Thursday, September 30, 2004

Niki, the worlds biggest Procrastinator

Testing post. testing post.

Merde. I realized today that you cannot absolutely alter the design or rather the layout of this friggin' page. So therefore, I have to do everything manually. Dr. Sollano did not appear today, so we had all the time in the world to do the stuff we all love to do- procrastinate. And I for one am a procrastinator, enough said.

This day is not my day. Ugh. Time to get back to class and be a 'diligent' student.

Monday, September 27, 2004

Just a Phase

Seventeen was fun- being seventeen I mean. That's the time for heart breaks, stars and sunshines. Wearing eyeshadow that's supposed to match the baby doll dress you're wearing when you're out on a date or just simply hanging out with your girlfriends for "uber-kikay" bonding moments. Going out on gimmicks and going home at the wee hours of the morning- happy hour. You get to meet a lot of the great guys, that won't make sense once you get to know them after a week or two. Singing KTV at a girlfriend's house when you have finally gotten over a really, really sad break-up and barfing the whole pint of Haagen Daz butterpecan when you actually realize that you don't get fat...you can't get fat, even if you tried really hard. Maybe trying to hard isn't such a big deal after all. Nobody would actually care what you're wearing because, you blend in. You're just ordinary. For some guys, you'll always be that retarded loser who prefers coffee-based over cream-based coffee because you get hyper all the time. I think I'd rather stay seventeen than accept the responsibility of taking control of my life.

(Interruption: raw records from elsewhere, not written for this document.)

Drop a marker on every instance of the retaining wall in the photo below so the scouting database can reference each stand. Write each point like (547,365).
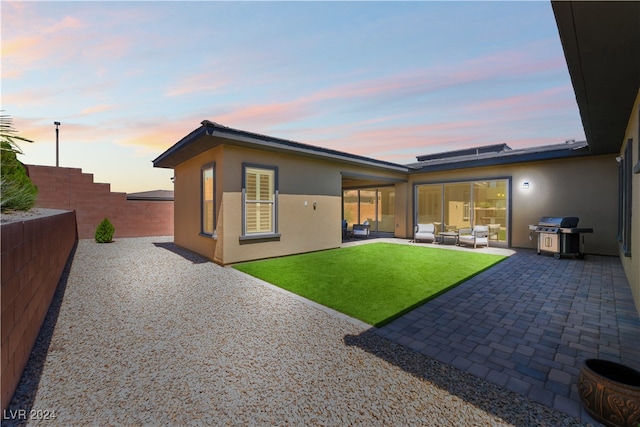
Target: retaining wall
(70,188)
(34,254)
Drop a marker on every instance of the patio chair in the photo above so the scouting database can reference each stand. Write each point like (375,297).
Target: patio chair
(424,232)
(345,230)
(479,236)
(361,230)
(494,230)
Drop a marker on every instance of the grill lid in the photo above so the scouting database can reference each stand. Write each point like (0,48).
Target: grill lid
(559,221)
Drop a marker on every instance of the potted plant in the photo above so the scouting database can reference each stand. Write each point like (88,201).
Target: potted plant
(610,392)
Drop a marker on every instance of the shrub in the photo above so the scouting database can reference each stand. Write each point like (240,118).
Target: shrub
(104,232)
(18,192)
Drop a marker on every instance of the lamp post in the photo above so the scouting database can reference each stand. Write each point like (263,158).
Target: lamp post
(57,150)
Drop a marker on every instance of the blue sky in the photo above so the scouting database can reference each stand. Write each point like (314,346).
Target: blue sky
(387,80)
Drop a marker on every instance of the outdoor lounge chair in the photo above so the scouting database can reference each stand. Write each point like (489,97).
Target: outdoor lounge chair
(494,230)
(479,236)
(361,230)
(425,232)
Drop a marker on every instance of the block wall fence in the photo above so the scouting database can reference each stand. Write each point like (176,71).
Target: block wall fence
(34,254)
(71,189)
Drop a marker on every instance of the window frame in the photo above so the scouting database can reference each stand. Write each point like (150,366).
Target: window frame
(273,234)
(203,232)
(625,171)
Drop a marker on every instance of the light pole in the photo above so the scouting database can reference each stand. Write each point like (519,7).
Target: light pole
(57,150)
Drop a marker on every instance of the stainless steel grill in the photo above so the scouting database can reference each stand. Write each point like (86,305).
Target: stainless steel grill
(560,236)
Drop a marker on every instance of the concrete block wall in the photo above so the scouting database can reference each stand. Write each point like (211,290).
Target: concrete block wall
(34,254)
(70,188)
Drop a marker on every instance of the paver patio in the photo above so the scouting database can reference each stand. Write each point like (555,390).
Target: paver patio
(528,323)
(165,337)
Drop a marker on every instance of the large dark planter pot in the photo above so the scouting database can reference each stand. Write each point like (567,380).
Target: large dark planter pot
(610,392)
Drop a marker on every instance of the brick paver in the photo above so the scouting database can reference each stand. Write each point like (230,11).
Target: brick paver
(528,324)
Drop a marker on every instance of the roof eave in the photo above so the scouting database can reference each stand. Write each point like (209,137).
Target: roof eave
(511,158)
(211,135)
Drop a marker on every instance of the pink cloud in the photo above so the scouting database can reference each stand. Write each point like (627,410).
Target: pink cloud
(197,83)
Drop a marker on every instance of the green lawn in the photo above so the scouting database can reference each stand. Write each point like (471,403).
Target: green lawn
(375,283)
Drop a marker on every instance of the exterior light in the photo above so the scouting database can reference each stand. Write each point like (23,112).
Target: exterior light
(57,150)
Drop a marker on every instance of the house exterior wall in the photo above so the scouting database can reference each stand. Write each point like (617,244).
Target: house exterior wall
(586,187)
(301,183)
(187,203)
(630,263)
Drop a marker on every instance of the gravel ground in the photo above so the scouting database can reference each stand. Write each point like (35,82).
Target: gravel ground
(144,333)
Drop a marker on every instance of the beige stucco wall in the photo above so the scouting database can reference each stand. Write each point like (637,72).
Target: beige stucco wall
(187,203)
(302,182)
(586,187)
(630,263)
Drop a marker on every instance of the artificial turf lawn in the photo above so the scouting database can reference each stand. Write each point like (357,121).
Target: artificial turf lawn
(375,283)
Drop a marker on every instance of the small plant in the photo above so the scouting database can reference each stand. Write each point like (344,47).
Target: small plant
(104,232)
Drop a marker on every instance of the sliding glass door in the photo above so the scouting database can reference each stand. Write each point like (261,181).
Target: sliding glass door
(455,205)
(374,205)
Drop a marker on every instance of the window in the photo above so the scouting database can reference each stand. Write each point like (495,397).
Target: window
(625,199)
(259,200)
(207,218)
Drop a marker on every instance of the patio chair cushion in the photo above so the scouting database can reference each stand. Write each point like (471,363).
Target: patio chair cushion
(479,236)
(425,232)
(361,230)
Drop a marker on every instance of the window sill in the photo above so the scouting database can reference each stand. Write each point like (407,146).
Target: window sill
(259,238)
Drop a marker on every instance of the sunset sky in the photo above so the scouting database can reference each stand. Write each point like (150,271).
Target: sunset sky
(386,80)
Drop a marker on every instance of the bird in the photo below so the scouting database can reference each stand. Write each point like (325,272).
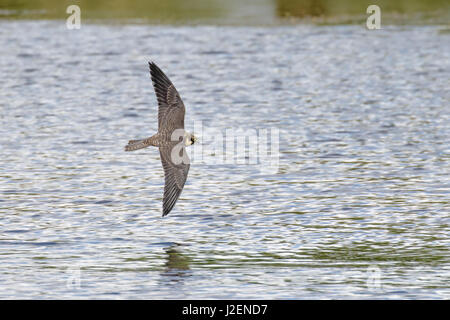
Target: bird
(171,138)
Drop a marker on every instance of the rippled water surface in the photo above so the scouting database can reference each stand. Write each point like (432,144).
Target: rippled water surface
(359,207)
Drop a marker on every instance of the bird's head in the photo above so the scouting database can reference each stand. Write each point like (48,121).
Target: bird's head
(190,139)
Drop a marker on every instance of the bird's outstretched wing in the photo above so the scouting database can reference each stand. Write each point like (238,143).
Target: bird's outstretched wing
(175,177)
(170,106)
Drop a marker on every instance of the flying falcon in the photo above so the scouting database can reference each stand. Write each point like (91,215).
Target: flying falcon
(171,138)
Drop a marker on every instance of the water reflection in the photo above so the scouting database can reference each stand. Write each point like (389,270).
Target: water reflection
(176,266)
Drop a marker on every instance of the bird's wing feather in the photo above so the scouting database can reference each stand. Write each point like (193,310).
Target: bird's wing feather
(170,106)
(175,176)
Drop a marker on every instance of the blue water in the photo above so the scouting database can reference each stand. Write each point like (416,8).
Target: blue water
(358,208)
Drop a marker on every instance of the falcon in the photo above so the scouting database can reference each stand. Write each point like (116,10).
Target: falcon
(171,138)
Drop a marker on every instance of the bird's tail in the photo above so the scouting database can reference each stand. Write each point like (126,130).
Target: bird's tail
(138,144)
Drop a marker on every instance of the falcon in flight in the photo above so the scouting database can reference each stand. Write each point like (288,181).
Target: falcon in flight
(171,138)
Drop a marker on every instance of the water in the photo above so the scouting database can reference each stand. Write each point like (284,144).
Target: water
(359,207)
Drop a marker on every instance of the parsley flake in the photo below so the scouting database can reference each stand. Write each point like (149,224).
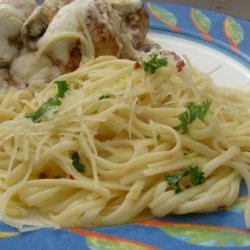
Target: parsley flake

Well, being eighteen isn't that bad. It's just sad that I used to have a lot of the good stuff going and suddenly, you feel like you're really, really old. Next year I'll be nineteen. Hopefully by then, I wouldn't think of marrying or jumping off a cliff or something. During that night of my birthday, 21st of September, I realized a lot of things that didn't make sense in my life. I've tried to think about the endless possibilities, the what-ifs and the have-nots that would actually happen if I didn't live my life accordingly. I guess there are some things that do bother me a lot like not meeting the perfect guy. Whats is perfect? I really don't know. Marcus and Avi mentioned that I always bump into the not quite perfect guys that are semi-okay but are somewhat 'sablay'. Termed by Marc meaning just not right for me..Well, who would?? She might as well be the next Joe D' Mango. Or maybe I am high-maintenance like what Chris told me. Sigh. I wouldn't wanna go into that. Maybe there is a Mr. Right. For now, I don't think he exists. Not today I guess...

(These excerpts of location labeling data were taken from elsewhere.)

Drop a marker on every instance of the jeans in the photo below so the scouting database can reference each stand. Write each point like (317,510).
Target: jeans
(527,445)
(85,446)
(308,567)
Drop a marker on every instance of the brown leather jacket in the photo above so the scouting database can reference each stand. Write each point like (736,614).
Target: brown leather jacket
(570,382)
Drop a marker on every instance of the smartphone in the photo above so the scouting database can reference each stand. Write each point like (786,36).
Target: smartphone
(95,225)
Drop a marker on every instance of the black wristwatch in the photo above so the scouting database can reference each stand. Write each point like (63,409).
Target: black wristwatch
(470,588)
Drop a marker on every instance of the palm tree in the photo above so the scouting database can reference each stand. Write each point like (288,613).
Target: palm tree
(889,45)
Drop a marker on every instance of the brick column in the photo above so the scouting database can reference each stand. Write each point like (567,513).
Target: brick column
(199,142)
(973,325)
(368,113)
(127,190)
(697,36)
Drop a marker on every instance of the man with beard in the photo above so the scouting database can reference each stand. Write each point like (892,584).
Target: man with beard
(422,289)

Wednesday, September 08, 2004

Escuedero Weekend

Whirlwind week for me. Had the time of my life swimming, carabao-riding, and canoodling the whole day of Monday as we went to this farm resort somwhere in the outskirts of Laguna. Wait, or was that Q.C. It's supposed to be like this Nursing College outing where all 500 of us are supposed to fit these 10 buses and take over the single-pool resort. Yeah, like everyone is gonna enjoy. It was compulsory, meaning, I really had to go, no questions asked if I don't wanna end up making up sixteen hours on the OB ward. Tough luck. It was fun hangin out with friends though, there was this mini-slide where we did the 'belly flop dive' which was pretty funny if u watched how Caila or Bea did it.Slept the whole bus ride to and from the place.

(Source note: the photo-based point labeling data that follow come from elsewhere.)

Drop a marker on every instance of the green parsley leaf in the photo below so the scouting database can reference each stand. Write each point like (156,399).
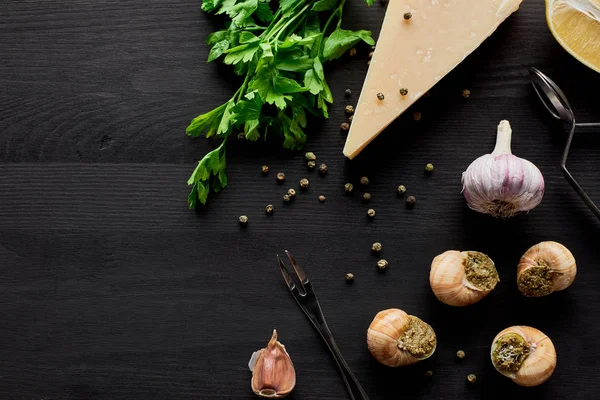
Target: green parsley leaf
(242,53)
(210,172)
(263,12)
(216,37)
(285,85)
(227,120)
(218,49)
(246,110)
(293,61)
(208,122)
(312,82)
(288,6)
(247,37)
(279,55)
(325,5)
(251,129)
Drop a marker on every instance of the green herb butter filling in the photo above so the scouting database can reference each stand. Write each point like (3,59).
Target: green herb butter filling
(419,339)
(509,353)
(537,281)
(480,271)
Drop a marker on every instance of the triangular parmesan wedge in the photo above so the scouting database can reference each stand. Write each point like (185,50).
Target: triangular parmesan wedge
(416,53)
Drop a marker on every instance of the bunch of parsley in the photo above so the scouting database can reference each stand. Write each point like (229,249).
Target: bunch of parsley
(279,48)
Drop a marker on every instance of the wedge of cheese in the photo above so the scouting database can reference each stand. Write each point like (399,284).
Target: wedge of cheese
(417,52)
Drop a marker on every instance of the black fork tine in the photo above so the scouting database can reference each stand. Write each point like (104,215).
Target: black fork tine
(286,276)
(299,271)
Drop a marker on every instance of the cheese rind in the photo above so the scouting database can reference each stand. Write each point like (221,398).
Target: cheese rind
(417,53)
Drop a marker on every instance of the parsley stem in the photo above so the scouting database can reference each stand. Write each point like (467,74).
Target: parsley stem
(242,89)
(289,23)
(338,12)
(273,21)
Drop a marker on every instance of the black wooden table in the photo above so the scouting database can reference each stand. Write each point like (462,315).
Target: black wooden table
(111,289)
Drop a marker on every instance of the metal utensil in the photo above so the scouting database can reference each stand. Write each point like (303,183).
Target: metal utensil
(307,300)
(557,104)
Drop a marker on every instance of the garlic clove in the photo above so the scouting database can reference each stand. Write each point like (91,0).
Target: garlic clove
(545,268)
(502,184)
(273,374)
(462,278)
(396,339)
(524,354)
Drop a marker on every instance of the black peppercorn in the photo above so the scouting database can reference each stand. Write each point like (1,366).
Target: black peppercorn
(322,169)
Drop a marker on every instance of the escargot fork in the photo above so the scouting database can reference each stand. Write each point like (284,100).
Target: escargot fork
(306,298)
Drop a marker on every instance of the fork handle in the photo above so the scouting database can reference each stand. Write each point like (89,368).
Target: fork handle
(354,387)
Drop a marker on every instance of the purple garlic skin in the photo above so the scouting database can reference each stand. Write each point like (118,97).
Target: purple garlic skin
(502,184)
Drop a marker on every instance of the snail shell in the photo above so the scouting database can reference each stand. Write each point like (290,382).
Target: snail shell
(396,339)
(524,354)
(545,268)
(462,278)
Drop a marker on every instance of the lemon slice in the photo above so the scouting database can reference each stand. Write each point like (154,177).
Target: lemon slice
(576,26)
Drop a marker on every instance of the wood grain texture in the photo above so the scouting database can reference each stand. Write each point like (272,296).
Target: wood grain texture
(112,289)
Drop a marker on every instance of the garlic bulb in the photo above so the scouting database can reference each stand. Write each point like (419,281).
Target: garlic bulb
(273,374)
(395,338)
(502,184)
(524,354)
(462,278)
(545,268)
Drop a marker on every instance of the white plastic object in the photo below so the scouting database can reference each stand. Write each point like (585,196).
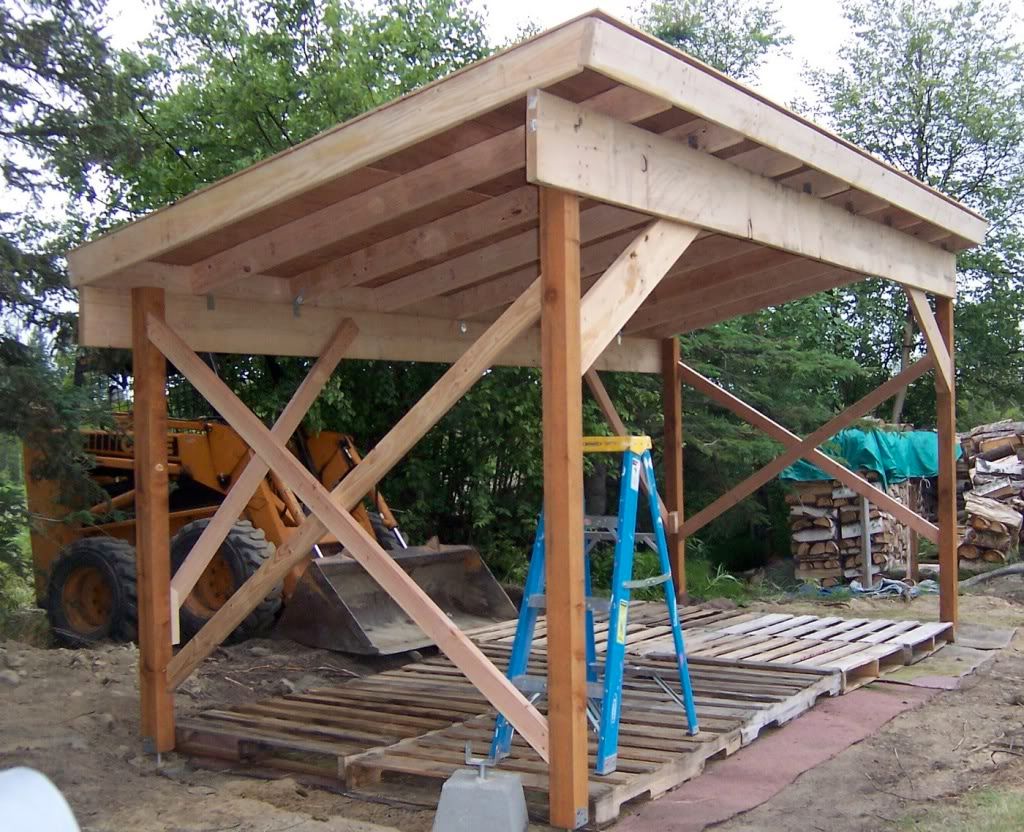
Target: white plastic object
(29,802)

Tuesday was kick-ass day as we were up against the Juniors during the volleyball tournament. Yes, I did play even if I wasn't able to play for years. Sprains? Some. Did we or did we not win? We didn't. Tambak kaya. heheh. I waited for Chris to come pick me up, but noooo, he forgot I had a volleyball game. Missing my game is like not remembering when my birthday was, which would really suck. After the game we headed straight to Angel's rooftop pad to practice the whole Talent Showcase thingy which we apparently lost today. So today, was really, really tiring. Watched our Sophie team lose the basketball game, 52-22. So much for a happy ending. Maybe next year I might try playing for our batch. Boy would that be really hilarious. Oh yeah, they suspended classes tomorrow. Woohoo. Sleep all day.